RAL 7027 which was called “Afrika Dunkelgrau 1942”. This was used as the supplemental color and covered the remaining 1/3 of the vehicle. This color is shown on the left side in each of the last two photos. This color is also made by Testors and is part number 2103.
I’m sure there are other manufacturers out there that produce these colors too. This is what I have on hand and I wanted to give a little background information on the colors used by the Afrika Korps.
Now I have to decide which directive I want to follow, since these “older” 1941 colors were supposed to be used up before the newer 1942 colors were applied.

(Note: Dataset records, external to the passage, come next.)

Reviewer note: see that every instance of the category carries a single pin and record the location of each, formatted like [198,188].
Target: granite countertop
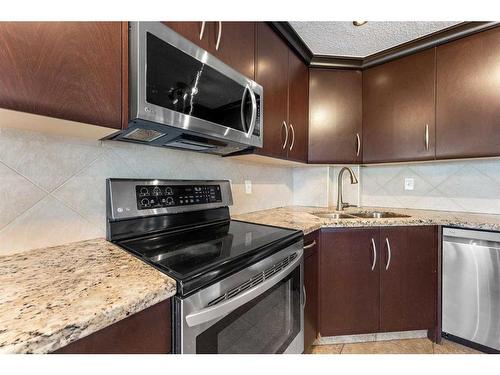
[53,296]
[302,218]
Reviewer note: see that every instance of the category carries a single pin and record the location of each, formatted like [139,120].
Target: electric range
[236,281]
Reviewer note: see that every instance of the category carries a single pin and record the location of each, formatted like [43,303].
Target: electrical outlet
[409,183]
[248,186]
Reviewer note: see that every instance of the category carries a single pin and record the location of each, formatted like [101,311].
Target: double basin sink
[360,215]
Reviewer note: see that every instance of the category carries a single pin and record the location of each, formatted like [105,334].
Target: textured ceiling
[345,39]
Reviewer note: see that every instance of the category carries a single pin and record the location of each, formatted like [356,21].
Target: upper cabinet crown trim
[454,32]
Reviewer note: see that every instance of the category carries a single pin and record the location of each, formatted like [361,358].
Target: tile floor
[408,346]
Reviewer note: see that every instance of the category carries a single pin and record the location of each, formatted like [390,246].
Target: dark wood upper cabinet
[272,74]
[298,108]
[408,279]
[236,47]
[192,31]
[468,97]
[67,70]
[349,287]
[335,116]
[399,109]
[311,286]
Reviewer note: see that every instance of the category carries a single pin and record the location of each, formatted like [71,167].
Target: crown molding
[449,34]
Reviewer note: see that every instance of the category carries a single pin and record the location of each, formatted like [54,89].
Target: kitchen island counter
[303,218]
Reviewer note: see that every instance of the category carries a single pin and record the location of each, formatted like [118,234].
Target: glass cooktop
[202,255]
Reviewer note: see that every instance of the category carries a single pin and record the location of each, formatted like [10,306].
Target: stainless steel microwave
[181,96]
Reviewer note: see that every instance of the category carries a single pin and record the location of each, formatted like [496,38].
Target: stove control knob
[156,191]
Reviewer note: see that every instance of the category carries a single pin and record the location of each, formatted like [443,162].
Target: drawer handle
[389,252]
[426,137]
[202,31]
[312,244]
[292,130]
[374,248]
[286,134]
[219,35]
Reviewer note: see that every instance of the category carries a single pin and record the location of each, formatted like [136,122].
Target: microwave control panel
[158,196]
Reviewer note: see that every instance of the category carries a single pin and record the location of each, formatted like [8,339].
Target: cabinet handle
[219,35]
[312,244]
[202,31]
[305,295]
[388,253]
[426,137]
[374,248]
[293,136]
[286,135]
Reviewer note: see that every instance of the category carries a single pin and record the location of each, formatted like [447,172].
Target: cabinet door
[236,47]
[335,119]
[399,109]
[408,280]
[311,274]
[272,74]
[68,70]
[192,31]
[468,97]
[349,293]
[298,108]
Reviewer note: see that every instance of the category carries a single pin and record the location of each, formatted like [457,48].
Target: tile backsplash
[52,188]
[471,186]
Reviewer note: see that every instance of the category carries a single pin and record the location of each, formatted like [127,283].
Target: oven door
[234,317]
[176,83]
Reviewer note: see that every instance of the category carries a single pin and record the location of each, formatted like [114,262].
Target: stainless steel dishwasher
[471,286]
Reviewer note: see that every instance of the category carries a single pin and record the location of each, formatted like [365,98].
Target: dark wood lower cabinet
[378,280]
[146,332]
[408,282]
[311,274]
[349,288]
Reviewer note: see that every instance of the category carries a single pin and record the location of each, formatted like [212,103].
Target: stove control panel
[158,196]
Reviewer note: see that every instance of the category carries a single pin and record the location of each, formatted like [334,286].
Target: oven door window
[181,83]
[267,324]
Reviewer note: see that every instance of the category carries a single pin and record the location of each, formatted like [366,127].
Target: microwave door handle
[254,112]
[242,111]
[223,308]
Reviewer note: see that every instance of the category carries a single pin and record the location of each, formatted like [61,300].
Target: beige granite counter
[51,297]
[302,218]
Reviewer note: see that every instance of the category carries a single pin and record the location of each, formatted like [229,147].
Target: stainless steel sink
[333,215]
[378,215]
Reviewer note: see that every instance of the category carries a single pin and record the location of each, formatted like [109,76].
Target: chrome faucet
[340,204]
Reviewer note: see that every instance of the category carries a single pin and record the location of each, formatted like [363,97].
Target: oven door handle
[223,308]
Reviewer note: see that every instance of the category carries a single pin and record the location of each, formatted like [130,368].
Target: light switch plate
[409,184]
[248,186]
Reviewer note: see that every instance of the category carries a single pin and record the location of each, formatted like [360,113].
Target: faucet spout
[354,180]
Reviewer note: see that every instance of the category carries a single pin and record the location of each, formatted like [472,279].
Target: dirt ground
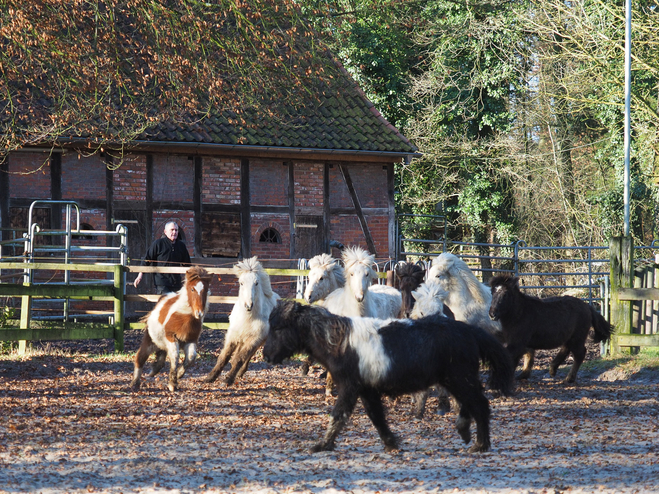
[69,423]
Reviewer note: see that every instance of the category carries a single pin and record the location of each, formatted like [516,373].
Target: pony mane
[252,265]
[475,287]
[430,290]
[328,263]
[356,255]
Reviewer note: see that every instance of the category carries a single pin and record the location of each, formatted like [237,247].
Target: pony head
[325,275]
[253,281]
[504,288]
[428,300]
[410,276]
[197,283]
[359,271]
[453,275]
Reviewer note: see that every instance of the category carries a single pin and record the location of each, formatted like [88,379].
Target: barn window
[220,234]
[271,236]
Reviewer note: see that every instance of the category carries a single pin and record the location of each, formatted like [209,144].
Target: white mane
[357,298]
[428,300]
[325,276]
[468,298]
[252,265]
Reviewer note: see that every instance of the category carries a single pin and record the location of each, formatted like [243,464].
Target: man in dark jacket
[166,251]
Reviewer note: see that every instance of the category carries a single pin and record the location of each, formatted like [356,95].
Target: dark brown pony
[529,322]
[176,319]
[409,276]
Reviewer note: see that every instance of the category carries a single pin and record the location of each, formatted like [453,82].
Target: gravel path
[70,424]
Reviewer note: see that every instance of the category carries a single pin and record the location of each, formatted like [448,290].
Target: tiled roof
[338,118]
[100,78]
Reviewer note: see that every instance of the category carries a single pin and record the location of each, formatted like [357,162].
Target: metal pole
[628,78]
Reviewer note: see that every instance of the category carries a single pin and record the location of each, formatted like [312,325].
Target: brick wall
[83,177]
[29,175]
[308,178]
[173,178]
[347,230]
[268,183]
[130,179]
[184,220]
[220,181]
[369,180]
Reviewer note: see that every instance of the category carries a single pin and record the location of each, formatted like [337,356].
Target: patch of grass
[646,360]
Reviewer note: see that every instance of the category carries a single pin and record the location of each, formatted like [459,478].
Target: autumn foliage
[107,71]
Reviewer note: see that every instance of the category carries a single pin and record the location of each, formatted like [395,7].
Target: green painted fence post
[119,290]
[621,253]
[26,310]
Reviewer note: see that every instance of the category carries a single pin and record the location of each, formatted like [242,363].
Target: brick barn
[238,182]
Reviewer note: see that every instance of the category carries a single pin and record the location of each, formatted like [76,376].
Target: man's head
[171,230]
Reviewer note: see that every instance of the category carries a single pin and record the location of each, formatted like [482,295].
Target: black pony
[370,357]
[529,322]
[410,276]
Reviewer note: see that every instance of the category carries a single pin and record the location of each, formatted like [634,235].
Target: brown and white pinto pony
[175,320]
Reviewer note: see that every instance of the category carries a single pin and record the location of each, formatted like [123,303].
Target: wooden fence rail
[623,296]
[29,330]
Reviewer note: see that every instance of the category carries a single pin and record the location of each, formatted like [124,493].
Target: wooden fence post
[622,268]
[119,290]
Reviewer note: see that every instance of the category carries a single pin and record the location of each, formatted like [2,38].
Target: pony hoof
[317,448]
[479,448]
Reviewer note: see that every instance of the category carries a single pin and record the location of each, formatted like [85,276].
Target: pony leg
[222,360]
[161,358]
[372,402]
[240,362]
[527,367]
[473,403]
[172,354]
[558,360]
[143,354]
[190,352]
[345,404]
[579,354]
[445,400]
[329,385]
[420,400]
[306,365]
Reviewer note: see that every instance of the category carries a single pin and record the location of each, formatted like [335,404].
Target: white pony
[357,298]
[248,321]
[325,276]
[468,298]
[428,300]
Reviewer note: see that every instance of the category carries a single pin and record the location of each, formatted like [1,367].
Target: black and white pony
[370,357]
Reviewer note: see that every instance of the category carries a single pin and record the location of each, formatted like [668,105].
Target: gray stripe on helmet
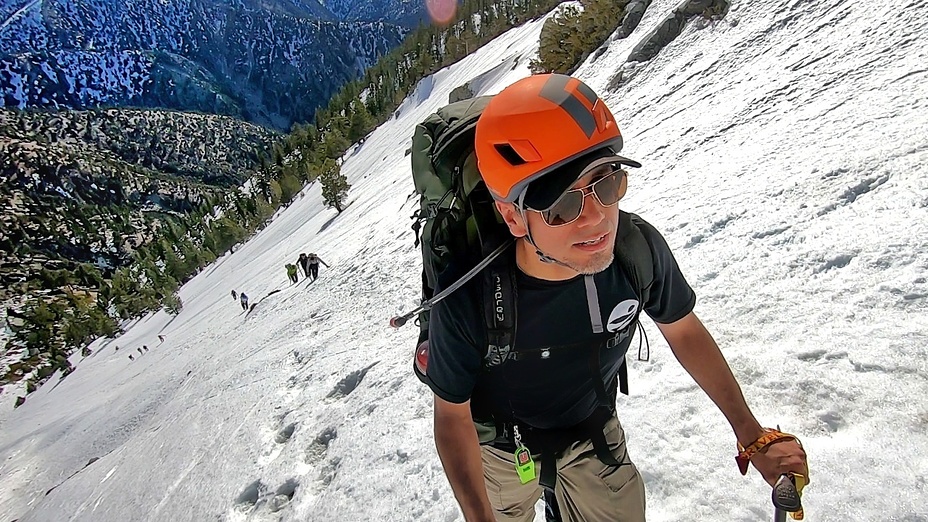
[554,91]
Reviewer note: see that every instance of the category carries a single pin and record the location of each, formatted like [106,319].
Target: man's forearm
[460,455]
[700,356]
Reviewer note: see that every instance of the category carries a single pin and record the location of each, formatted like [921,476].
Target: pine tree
[334,185]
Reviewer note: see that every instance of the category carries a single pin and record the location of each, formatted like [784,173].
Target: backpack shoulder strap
[499,309]
[633,252]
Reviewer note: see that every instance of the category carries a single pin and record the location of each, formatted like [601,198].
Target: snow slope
[784,151]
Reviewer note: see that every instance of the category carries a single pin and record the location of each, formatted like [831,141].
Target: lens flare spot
[441,11]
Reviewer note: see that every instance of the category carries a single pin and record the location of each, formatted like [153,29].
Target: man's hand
[779,458]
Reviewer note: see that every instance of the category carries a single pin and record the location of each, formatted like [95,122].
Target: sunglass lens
[610,189]
[565,210]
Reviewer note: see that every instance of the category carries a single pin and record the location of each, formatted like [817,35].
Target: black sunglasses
[607,190]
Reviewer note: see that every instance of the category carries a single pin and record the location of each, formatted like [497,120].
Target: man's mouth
[593,242]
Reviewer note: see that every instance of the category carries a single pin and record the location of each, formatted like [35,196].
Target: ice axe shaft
[400,320]
[786,498]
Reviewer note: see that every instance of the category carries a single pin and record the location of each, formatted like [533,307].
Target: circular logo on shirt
[622,315]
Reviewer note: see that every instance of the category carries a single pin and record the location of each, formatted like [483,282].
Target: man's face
[585,245]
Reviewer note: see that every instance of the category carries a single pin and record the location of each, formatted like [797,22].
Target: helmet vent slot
[509,154]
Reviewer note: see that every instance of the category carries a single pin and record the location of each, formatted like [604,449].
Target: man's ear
[513,218]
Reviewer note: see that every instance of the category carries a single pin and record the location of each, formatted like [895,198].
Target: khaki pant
[587,490]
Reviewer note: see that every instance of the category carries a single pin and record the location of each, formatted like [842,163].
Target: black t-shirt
[555,391]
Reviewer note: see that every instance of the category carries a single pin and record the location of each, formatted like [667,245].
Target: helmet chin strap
[544,258]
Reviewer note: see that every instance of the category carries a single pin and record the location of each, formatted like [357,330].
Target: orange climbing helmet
[538,125]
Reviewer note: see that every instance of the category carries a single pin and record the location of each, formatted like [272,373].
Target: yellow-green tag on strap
[525,466]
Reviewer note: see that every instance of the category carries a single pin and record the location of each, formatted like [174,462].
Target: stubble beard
[593,265]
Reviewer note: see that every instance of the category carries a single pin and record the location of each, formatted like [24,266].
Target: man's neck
[530,264]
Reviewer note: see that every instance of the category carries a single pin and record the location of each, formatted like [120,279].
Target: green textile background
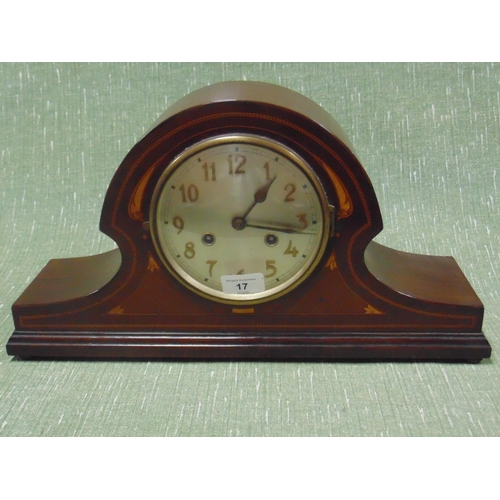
[428,136]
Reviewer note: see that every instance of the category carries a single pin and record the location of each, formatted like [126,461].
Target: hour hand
[270,227]
[239,223]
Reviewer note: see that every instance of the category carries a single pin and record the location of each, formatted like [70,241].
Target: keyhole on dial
[208,239]
[271,240]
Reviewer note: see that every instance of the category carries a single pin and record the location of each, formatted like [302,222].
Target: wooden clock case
[364,301]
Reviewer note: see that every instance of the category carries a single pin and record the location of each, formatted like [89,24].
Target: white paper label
[243,284]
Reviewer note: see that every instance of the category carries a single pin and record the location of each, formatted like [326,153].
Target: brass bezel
[218,296]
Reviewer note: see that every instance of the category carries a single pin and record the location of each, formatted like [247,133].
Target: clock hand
[289,230]
[239,223]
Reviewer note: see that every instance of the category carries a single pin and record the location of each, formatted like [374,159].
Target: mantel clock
[244,225]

I even went as far as looking at the production times for the Panzer III “L”. The Tamiya kit is an early variant of the “L” series model, since the kit has the side exit doors on the hull right above the road wheels. The later “L’s” didn’t have this feature as it was discontinued into the production run…………… It turns out that the “L” series of Panzer III was built in 1941 AND 1942………………………… They built 1,470 Panzer III “L” tanks. Since my kit depicts an early version, I would take a guess and say it was built in 1941.
Keep in mind that these colors will obviously look different after I have sprayed them on the model. I used an “Ott” light that is supposed to mimic natural light when taking these pictures. Lighting is another thing that will affect how these colors look on your computer screen………………….. as do the settings on your monitor…………………
Then the colors will change again once I apply a layer of “Desert Dust”, so all of this may not even matter at all………………………. This color shift will be determined by just how dusty I decide to make the tank look.